- Bearing Drift - https://bearingdrift.com -

Impeachment Turmoil on Ukraine Cannot Distract Us From Putin’s Game There

“You may not be interested in strategy, but strategy is interested in you.” – Leon Trotsky

One of the apparent consequences of the impeachment inquiry into Donald Trump [1] over his attempt to strong arm Ukraine into smearing Joe Biden [2] is the fading of Russia and of Vladimir Putin from the drama. Putin himself celebrated his regime’s return to the shadows recently (NBC [3]).

Russian President Vladimir Putin says he’s pleased that the “political battles” in Washington [4] have put on the back-burner accusations that Russia interfered in U.S. elections.

“Thank God,” he told an economic forum in the Russian capital on Wednesday, “no one is accusing us of interfering in the U.S. elections anymore; now they’re accusing Ukraine.”

Of course, this is exactly what Putin wanted. The worst case scenario is part of what he’s getting now – less attention for what he had his regime do in 2016 to help Trump amid the arguments about whether Trump committed impeachable offenses (spoiler: he did). On top of that, Putin knows that millions of Americans are gaslighting themselves into believing he didn’t interfere, but rather was framed as part of a Rudy Goldberg scheme hatched out of Ukraine. So he’s already playing with house money.

That does not mean, however, that Putin has stopped paying attention to Ukraine, or to Washington. In fact, Putin is slowly getting the very thing Robert Mueller reported Russia wanted vis a vis Ukraine when its intelligence apparatus reached out to the Trump campaign in the first place.

Lest we forget, this is what Mueller [5] reported back in April:

Separately, on August 2, 2016, Trump campaign chairman Paul Manafort met in New York City with his long-time business associate Konstantin Kilimnik, who the FBI assesses to have ties to Russian intelligence. Kilimnik requested the meeting to deliver in person a peace plan for Ukraine that Manafort acknowledged to the Special Counsel’s Office was a “backdoor” way for Russia to control part of eastern Ukraine; both men believed the plan would require candidate Trump’s assent to succeed (were he to be elected President).

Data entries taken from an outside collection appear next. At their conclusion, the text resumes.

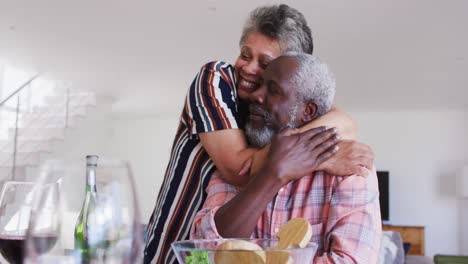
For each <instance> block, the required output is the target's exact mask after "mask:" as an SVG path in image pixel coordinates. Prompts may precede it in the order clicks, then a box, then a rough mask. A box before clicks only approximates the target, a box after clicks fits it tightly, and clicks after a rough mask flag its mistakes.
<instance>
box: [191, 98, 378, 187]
mask: <svg viewBox="0 0 468 264" xmlns="http://www.w3.org/2000/svg"><path fill="white" fill-rule="evenodd" d="M319 126H328V127H337V129H338V134H339V136H340V138H345V139H354V138H355V137H356V124H355V122H354V121H353V120H352V119H351V117H350V116H349V115H348V114H347V113H345V112H343V111H341V110H339V109H338V108H336V107H333V108H332V110H331V111H330V112H329V113H327V114H325V115H324V116H322V117H320V118H318V119H316V120H314V121H313V122H311V123H309V124H307V125H306V126H304V127H302V128H300V129H298V132H303V131H307V130H310V129H311V128H314V127H319ZM199 136H200V140H201V142H202V144H203V147H204V148H205V150H206V151H207V152H208V155H209V156H210V158H211V159H212V160H213V162H214V163H215V165H216V168H217V169H218V170H219V171H220V172H221V174H222V176H223V177H224V179H225V180H226V181H227V182H228V183H230V184H233V185H236V186H241V187H242V186H245V185H246V184H247V183H248V182H249V180H250V179H251V175H255V173H256V172H258V170H259V169H260V168H261V167H262V166H263V164H264V163H265V161H266V159H267V155H268V152H269V149H270V145H267V146H265V147H264V148H262V149H256V148H249V147H248V145H247V141H246V139H245V134H244V131H242V130H240V129H225V130H219V131H213V132H207V133H200V134H199ZM338 146H339V148H340V150H339V151H338V153H336V154H335V155H334V156H333V157H331V158H330V159H328V160H327V161H325V162H324V163H322V164H320V165H319V167H318V170H325V171H327V172H329V173H331V174H336V175H348V174H359V173H358V172H361V171H363V168H362V166H364V167H367V168H372V162H373V153H372V150H371V149H370V148H369V147H367V146H366V145H364V144H361V143H357V142H355V141H344V142H341V143H339V144H338ZM338 165H339V166H338ZM360 175H362V174H360Z"/></svg>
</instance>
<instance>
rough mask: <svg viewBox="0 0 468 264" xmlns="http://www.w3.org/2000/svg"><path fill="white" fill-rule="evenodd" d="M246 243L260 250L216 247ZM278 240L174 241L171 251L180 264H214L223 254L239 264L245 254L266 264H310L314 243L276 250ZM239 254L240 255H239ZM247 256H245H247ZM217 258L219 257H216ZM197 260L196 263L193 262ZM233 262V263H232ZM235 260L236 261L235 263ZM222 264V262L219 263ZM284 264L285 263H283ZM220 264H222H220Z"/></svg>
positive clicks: (256, 239)
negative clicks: (278, 259)
mask: <svg viewBox="0 0 468 264" xmlns="http://www.w3.org/2000/svg"><path fill="white" fill-rule="evenodd" d="M234 240H235V241H239V240H241V241H247V242H251V243H254V244H257V245H258V246H260V248H261V249H262V250H220V249H218V246H219V245H220V244H222V243H224V242H226V241H234ZM277 243H278V240H274V239H246V238H236V239H195V240H184V241H176V242H174V243H172V249H173V250H174V252H175V255H176V257H177V260H178V261H179V263H181V264H186V263H203V264H210V263H216V264H218V262H220V261H219V260H218V262H215V256H216V255H217V254H224V256H229V259H230V261H231V262H228V263H234V262H238V263H241V262H242V261H244V262H245V261H246V258H245V255H246V254H245V253H246V252H247V253H248V254H249V253H252V254H255V255H260V256H263V258H264V261H266V263H283V262H281V261H278V259H274V258H284V257H286V259H287V258H290V262H287V263H291V264H296V263H297V264H302V263H312V262H313V259H314V256H315V253H316V251H317V247H318V246H317V244H316V243H312V242H310V243H308V244H307V245H306V246H305V247H304V248H288V249H277V248H276V245H277ZM239 253H240V254H239ZM248 254H247V255H248ZM218 256H219V255H218ZM194 260H197V261H198V262H193V261H194ZM233 260H234V262H232V261H233ZM236 260H237V261H236ZM239 261H240V262H239ZM221 262H222V261H221ZM262 263H263V262H262ZM284 263H286V262H284ZM220 264H222V263H220Z"/></svg>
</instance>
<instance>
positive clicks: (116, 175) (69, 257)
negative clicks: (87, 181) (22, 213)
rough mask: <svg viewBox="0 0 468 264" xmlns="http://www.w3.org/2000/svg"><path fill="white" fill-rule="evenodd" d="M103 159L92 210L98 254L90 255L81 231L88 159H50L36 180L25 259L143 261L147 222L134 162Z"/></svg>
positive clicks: (98, 169) (91, 213)
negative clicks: (142, 226)
mask: <svg viewBox="0 0 468 264" xmlns="http://www.w3.org/2000/svg"><path fill="white" fill-rule="evenodd" d="M97 164H98V165H97V169H96V187H97V200H96V202H95V204H94V207H93V208H92V210H91V209H90V210H89V211H87V212H86V215H87V217H86V218H87V219H88V220H89V221H88V224H89V226H87V228H86V229H87V230H89V233H87V234H86V237H87V239H88V241H87V242H86V243H87V245H88V246H89V248H88V249H87V252H92V255H91V254H89V255H88V253H86V255H84V254H85V253H83V249H82V248H80V245H81V244H80V243H79V242H77V241H78V240H77V236H76V230H75V226H77V224H78V223H79V222H80V220H79V219H80V217H79V215H80V211H81V209H82V207H83V201H84V200H85V199H84V198H85V189H86V188H85V186H86V185H85V182H86V177H85V175H86V173H85V172H86V167H85V162H84V160H83V161H77V160H73V161H63V160H62V161H47V162H45V163H44V164H43V166H42V167H41V169H40V173H39V174H40V175H39V179H38V182H37V183H36V185H35V192H34V199H33V200H34V202H33V203H32V206H31V217H30V222H29V229H28V232H27V239H26V246H25V248H26V250H25V262H24V263H25V264H29V263H34V264H42V263H44V264H51V263H52V264H53V263H103V264H105V263H128V264H132V263H140V262H141V253H142V237H141V222H140V217H139V208H138V204H137V201H136V193H135V189H134V188H135V187H134V182H133V178H132V174H131V171H130V167H129V166H128V163H126V162H121V161H115V160H109V159H104V158H102V157H100V158H99V160H98V162H97ZM52 186H55V187H52ZM77 245H78V246H77ZM88 257H89V260H88Z"/></svg>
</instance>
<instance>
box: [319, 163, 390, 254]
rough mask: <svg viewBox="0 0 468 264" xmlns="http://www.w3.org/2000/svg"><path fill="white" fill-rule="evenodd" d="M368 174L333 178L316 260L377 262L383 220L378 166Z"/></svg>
mask: <svg viewBox="0 0 468 264" xmlns="http://www.w3.org/2000/svg"><path fill="white" fill-rule="evenodd" d="M369 175H370V176H369V177H360V176H354V175H353V176H349V177H344V178H341V177H334V180H335V181H336V182H334V183H333V184H334V185H336V187H335V190H334V191H333V194H332V197H331V201H330V203H329V204H327V205H326V207H328V208H325V209H326V210H328V215H327V219H328V220H327V222H326V223H324V224H326V229H325V233H324V240H323V243H324V245H323V248H324V250H323V252H319V254H317V255H316V257H315V259H314V263H376V261H377V257H378V251H379V248H380V237H381V233H382V223H381V218H380V206H379V191H378V185H377V175H376V172H375V169H373V171H371V172H370V173H369ZM340 178H341V181H339V180H340ZM338 181H339V182H338Z"/></svg>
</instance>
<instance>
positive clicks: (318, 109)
mask: <svg viewBox="0 0 468 264" xmlns="http://www.w3.org/2000/svg"><path fill="white" fill-rule="evenodd" d="M283 56H285V57H292V58H294V59H296V60H297V62H298V67H297V68H296V71H295V72H294V73H293V75H292V76H291V79H290V81H291V82H292V84H293V85H294V87H296V89H297V96H298V102H310V103H315V104H316V105H317V115H316V117H319V116H322V115H324V114H326V113H327V112H328V111H330V109H331V107H332V105H333V99H334V98H335V91H336V80H335V77H334V75H333V73H332V72H331V71H330V69H329V68H328V66H327V65H326V64H323V63H321V62H320V60H319V59H318V58H317V57H315V56H313V55H310V54H305V53H298V52H287V53H286V54H284V55H283Z"/></svg>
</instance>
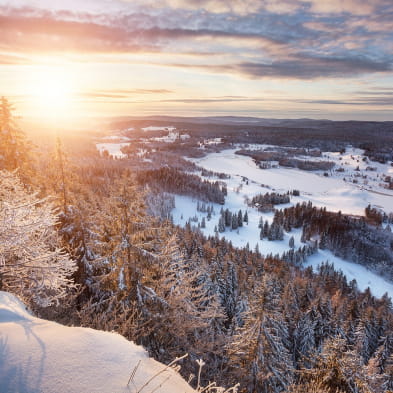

What was that “peace plan”? Mueller answered thusly:

Under the Yanukovych-backed plan, Russia would assist in withdrawing the military, and Donbas would become an autonomous region within Ukraine with its own prime minister. The plan emphasized that Yanukovych would be an ideal candidate…

According to Mueller, Manafort claimed he “had said to Kilimnik that the plan was crazy.” Yet Mueller also reported that Manafort lied to him on numerous occasions, an assessment backed by Judge Amy Berman Jackson (CNN [6]).

How did Judge Jackson come to this conclusion? Mueller answers in a foot note:

In resolving whether Manafort breached his cooperation plea agreement by lying to the Office, the district court found that Manafort lied about, among other things, his contacts with Kilimnik regarding the peace plan…

So we know a Russian intelligence agent reached out to his associate in the Trump campaign about a plan to cement Putin’s control over Eastern Ukraine, meaning it was a priority for Putin. Recent events are showing us something else: battered by the revelations regarding Trump, Ukraine’s president is close to giving Putin what he wanted (DW [7]).

The Ukrainian government signed an agreement Tuesday with pro-Russia separatists [8], Russia and European monitors that will allow a local election to be held in separatist-controlled regions in eastern Ukraine.

The agreement was signed after the parties met in the Belarusian capital of Minsk, and is seen as a major step by the new Ukrainian government under President Volodymyr Zelenskiy toward resolution of the conflict in eastern Ukraine between Kyiv and pro-Russia separatists.

In preparation for the election, the Ukrainian government and separatist leaders said they would withdraw troops from two locations in the Donetsk and Luhansk regions next week.

… The president has faced criticism that Ukraine is giving concessions to Moscow and for following a policy of appeasement with Russia.

That came less than a week after the memorandum [9] of the Trump-Zelensky call was released to the public.

One might also note that Manafort’s assertion that he blew off Kilimnik’s plan has an additional weakness: Germany has long been a fan of it, minus Yanukovych (Reuters [10]). Indeed, it was originally called the “Steinmeier formula” – after Frank-Walter Steinmeier, who first floated it in 2016. As the Kyiv Post [11] notes, it has never been popular in Ukraine itself.

That hasn’t stopped Putin and German Chancellor Angela Merkel from pushing it, however. Meanwhile, whatever Trump might think of the idea himself, those who might tell him why it’s a bad idea have been … otherwise occupied, as the editors of the Washington Post [12] noted over the weekend:

Virtually every senior official who worked on the relationship in the past two years has resigned or testified in the impeachment inquiry and been denounced by the president.

That makes it a lot more difficult for anyone serious about resisting Putin’s irredentism from having Trump’s ear …

… which is just another benefit to Putin of this scandal.